D.E. Shaw’s Cogence fund wasn’t a fluke. The pattern is everywhere. Millennium Management is raising $5 billion for its first private markets fund, investing in asset-backed credit, real assets, and corporate debt. Last week, Citi and BlackRock’s HPS Investment Partners announced a €15 billion direct-lending program across Europe. The smartest money in the world is all making the same move—away from the AI-saturated core and into markets where human judgment still determines outcomes.

These firms are not retreating from AI. They are expanding beyond it. And the direction of that expansion tells you everything. They’re moving into commodities—where knowing the mine owner matters more than knowing the model. Into critical minerals—where the edge comes from relationships with governments, not relationships with datasets. Into markets like China—where cultural and political intelligence can’t be scraped from the internet. In each case, the binding constraint is tacit knowledge—the one domain AI cannot reach.

If you’re a paid-up subscriber to the idea that indexing and passive strategies are “good enough,” this should give you pause. The AI-saturated core of liquid markets is becoming a monoculture—genetically identical, optimized for efficiency in calm conditions, and catastrophically fragile under stress. The edge is migrating. Make sure your capital migrates with it. Horse, meet water.

04 Looking Ahead

Alberta Independence Referendum

Alberta’s independence movement just crossed a critical threshold—10% of the province signed the petition, triggering a referendum likely this summer. Canada’s Supreme Court has already ruled such a vote is legal. If you hold Canadian energy stocks, the outcome matters. An independent, landlocked Alberta exporting in hard currency would face an intensely inflationary environment—and could ultimately seek U.S. statehood.

China’s Sulfuric Acid Ban—Second-Order Effects

Beijing’s export ban on sulfuric acid is quietly cascading through the global supply chain. Chile—the world’s largest refined-copper producer—usually imports over 1 million tonnes annually, with a third from China. Chinese shipments to Chile have fallen to zero. That’s at least 3 million tonnes yanked from the global market—and it links energy prices to metals to fertilizers to food. Most investors aren’t connecting these dots yet.

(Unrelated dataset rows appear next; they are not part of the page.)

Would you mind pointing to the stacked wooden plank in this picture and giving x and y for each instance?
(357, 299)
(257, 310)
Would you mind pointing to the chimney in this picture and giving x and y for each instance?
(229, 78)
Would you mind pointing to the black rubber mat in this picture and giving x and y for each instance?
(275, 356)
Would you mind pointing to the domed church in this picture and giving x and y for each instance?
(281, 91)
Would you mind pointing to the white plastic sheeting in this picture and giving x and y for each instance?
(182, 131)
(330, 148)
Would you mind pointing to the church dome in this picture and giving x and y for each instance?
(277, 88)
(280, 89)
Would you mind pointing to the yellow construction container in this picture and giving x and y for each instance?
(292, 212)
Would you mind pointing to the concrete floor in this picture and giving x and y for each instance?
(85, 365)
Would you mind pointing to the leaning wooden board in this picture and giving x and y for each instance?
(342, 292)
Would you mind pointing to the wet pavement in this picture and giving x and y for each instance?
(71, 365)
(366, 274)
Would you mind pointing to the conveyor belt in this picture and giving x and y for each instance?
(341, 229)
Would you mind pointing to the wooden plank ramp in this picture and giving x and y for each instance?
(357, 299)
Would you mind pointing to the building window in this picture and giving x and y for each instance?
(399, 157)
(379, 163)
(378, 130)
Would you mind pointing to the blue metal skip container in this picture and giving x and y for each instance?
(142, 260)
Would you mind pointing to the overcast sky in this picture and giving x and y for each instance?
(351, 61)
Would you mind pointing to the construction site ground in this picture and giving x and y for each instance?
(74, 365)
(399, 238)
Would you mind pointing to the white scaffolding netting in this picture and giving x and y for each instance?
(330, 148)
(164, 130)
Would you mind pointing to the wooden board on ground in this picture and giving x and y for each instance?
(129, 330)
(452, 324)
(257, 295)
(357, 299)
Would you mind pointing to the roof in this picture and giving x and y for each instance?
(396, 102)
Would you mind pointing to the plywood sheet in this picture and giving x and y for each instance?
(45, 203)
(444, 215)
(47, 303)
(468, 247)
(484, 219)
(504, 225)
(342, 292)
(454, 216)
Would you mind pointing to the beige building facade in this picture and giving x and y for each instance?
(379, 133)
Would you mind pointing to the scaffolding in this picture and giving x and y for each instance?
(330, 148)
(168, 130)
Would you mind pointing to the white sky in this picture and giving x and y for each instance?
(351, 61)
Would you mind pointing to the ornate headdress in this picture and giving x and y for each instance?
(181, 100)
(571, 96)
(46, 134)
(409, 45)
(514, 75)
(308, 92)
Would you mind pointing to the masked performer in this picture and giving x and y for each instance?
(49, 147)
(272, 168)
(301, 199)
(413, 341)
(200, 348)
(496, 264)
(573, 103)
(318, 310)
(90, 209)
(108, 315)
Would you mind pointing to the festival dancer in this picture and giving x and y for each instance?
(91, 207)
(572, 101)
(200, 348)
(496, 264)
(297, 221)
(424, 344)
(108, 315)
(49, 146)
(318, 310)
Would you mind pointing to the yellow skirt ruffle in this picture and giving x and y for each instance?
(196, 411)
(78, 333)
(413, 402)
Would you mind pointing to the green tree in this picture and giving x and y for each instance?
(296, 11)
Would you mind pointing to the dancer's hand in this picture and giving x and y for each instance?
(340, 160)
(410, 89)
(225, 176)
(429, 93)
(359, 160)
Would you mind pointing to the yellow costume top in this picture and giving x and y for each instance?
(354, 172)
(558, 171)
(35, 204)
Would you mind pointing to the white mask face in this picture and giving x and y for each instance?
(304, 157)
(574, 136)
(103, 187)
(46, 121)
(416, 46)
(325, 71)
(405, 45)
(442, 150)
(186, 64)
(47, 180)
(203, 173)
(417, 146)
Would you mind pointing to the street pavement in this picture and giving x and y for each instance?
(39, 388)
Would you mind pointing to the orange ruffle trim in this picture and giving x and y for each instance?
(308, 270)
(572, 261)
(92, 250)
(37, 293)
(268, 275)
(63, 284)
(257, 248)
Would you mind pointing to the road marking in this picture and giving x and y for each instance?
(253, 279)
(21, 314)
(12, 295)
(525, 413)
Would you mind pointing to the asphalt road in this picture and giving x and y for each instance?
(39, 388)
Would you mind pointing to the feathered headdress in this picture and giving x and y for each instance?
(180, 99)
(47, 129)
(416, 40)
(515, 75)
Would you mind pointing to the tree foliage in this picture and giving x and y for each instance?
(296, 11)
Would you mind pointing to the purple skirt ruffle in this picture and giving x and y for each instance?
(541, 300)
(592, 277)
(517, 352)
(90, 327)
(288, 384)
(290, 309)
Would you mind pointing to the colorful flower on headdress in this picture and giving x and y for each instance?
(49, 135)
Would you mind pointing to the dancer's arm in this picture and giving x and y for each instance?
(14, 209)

Japan’s Carry Trade Unwind

Ten-year Japanese Government Bond yields have risen nearly 100 basis points since November 2025, and they show no sign of slowing down. Japan holds nearly $4 trillion in net external assets, including $1.2 trillion of U.S. Treasuries. If Japanese capital starts coming home—or outflows slow to a trickle—the damage to government finances across the G7, at a time of record refunding needs, could be enormous.

China’s AI Stack Independence

DeepSeek confirmed its latest model has been optimized to run on Huawei chips for inference—a visible milestone in China’s effort to build an alternative AI stack. Stanford’s 2026 AI Index shows the U.S.-China performance gap has narrowed to just 2.7%, down from 17.5% in 2023. The U.S. spent $285.9 billion on private AI investment in 2025 versus China’s $12.4 billion. China is closing the gap at a fraction of the cost. If you think export controls are containing this, think again.

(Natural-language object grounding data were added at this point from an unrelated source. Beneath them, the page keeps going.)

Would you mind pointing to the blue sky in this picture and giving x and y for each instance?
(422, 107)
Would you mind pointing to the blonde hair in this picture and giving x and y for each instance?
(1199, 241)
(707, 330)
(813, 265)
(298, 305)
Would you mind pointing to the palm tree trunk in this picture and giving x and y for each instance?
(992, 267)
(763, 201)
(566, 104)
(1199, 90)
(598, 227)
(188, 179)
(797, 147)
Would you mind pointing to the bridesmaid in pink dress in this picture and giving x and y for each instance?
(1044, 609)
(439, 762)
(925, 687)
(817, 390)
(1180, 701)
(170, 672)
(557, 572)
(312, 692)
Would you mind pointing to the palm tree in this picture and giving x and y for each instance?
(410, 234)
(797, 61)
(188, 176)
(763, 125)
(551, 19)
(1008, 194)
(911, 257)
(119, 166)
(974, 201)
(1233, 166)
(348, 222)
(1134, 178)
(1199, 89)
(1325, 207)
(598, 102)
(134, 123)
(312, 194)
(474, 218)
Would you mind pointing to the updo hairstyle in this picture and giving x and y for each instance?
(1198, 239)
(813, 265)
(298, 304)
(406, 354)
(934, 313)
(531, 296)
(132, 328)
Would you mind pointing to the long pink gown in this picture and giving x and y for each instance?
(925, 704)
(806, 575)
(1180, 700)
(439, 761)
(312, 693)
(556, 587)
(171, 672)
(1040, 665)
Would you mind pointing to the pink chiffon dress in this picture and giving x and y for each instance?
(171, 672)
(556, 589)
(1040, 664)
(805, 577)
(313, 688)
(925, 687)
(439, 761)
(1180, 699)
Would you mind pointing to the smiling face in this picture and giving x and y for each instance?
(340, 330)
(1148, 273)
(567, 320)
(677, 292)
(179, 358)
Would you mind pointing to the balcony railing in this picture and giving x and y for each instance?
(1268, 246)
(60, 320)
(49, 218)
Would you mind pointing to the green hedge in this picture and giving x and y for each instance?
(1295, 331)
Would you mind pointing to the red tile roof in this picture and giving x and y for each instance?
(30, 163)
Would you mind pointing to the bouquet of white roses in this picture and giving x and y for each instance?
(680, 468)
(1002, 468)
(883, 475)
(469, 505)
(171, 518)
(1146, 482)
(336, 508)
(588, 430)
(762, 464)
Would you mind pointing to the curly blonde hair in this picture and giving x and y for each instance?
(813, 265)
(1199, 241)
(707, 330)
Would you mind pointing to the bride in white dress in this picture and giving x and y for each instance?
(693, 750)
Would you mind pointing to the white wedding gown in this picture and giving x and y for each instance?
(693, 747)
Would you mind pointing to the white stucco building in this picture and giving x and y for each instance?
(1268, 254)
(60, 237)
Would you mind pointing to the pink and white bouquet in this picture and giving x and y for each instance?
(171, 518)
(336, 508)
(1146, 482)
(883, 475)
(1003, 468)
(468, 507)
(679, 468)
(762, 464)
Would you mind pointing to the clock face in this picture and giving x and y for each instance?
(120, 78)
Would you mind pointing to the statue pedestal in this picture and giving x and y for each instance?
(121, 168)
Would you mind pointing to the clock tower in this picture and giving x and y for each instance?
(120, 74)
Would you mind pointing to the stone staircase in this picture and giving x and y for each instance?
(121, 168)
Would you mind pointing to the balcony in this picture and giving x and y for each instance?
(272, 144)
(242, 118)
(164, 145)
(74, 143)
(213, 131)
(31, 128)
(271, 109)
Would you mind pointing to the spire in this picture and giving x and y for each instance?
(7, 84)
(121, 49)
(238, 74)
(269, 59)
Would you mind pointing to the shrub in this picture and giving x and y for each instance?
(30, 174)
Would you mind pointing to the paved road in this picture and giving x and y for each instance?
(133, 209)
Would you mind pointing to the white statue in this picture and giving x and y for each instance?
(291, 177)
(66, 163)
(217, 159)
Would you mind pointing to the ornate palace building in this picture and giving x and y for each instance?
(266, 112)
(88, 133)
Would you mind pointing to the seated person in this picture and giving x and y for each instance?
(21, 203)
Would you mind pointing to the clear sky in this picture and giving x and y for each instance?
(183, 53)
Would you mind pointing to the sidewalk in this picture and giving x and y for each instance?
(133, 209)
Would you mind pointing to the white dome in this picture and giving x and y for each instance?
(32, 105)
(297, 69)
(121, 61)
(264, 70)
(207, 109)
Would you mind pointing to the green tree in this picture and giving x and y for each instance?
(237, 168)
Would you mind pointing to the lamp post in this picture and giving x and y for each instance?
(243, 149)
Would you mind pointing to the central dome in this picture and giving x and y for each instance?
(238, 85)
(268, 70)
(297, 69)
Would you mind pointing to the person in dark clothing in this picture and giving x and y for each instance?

French Presidential Race—April 2027

Jordan Bardella of National Rally—currently France’s most popular party—is calling Franco-German relations “the bedrock of European independence,” pushing expanded nuclear capacity, a sovereign wealth fund for defense investment, and Schengen reform limiting free movement to EU citizens. If you’re watching European strategic autonomy and capital repatriation, this election is the catalyst to watch.